IEEE Access (Jan 2025)
OMS-DNN: A Surrogate Model for Forward Design of Mirror Structure and Optical System
Abstract
As demand grows for real-time diagnostics and control in mirror structure and optical system design, traditional computation-heavy methods face efficiency bottlenecks. To address this, we propose OMS-DNN, a fully data-driven deep learning framework that replaces resource-intensive finite element analysis and ray tracing, while integrating optimization algorithms for forward design. OMS-DNN models complex nonlinear relationships using deep neural networks and captures parameter topologies through a graph convolutional network (GCN).

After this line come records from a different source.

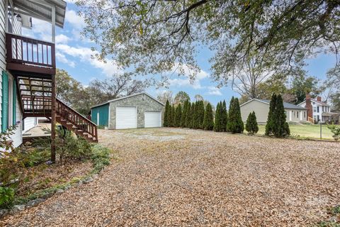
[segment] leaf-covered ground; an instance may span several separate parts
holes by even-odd
[[[340,204],[340,143],[157,128],[99,131],[117,151],[95,181],[10,226],[308,226]]]

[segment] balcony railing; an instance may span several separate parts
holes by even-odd
[[[46,74],[55,71],[55,46],[52,43],[6,33],[6,47],[9,70]]]

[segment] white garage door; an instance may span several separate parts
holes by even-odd
[[[162,127],[162,113],[145,111],[145,128]]]
[[[136,128],[136,107],[117,106],[115,109],[115,128]]]

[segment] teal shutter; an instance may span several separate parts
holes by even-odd
[[[8,122],[8,75],[2,71],[1,131],[7,130]]]
[[[13,125],[16,124],[16,83],[13,79]]]

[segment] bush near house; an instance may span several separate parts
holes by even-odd
[[[340,139],[340,126],[332,124],[328,125],[327,128],[333,133],[332,137],[334,138],[334,140],[339,140]]]
[[[257,125],[256,116],[254,111],[249,113],[248,116],[246,123],[246,131],[251,135],[256,134],[259,131],[259,126]]]
[[[18,196],[36,199],[38,196],[33,195],[35,193],[51,191],[50,187],[57,190],[58,184],[64,184],[74,175],[88,175],[89,170],[91,170],[90,173],[98,172],[110,163],[109,149],[91,145],[82,138],[58,129],[55,140],[57,162],[50,165],[50,138],[14,148],[6,138],[14,129],[0,133],[0,209],[26,201]],[[91,165],[92,168],[89,169]],[[55,189],[51,192],[55,192]]]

We evaluate OMS-DNN on large-scale datasets, including 20,000 structural and 100,000 Three-Mirror Anastigmat (TMA) optical design samples. It achieves mean absolute percentage errors (MAPE) of 0.98%, 4.09%, and 1.66% across three key metrics. To meet forward design requirements, we integrated the proposed architecture with an optimization algorithm. Experimental results demonstrate that our method can rapidly generate constraint-compliant parameter design solutions tailored to various needs, thereby lowering the entry barrier for designers. These findings validate the effectiveness of OMS-DNN and its potential to transform traditional design workflows.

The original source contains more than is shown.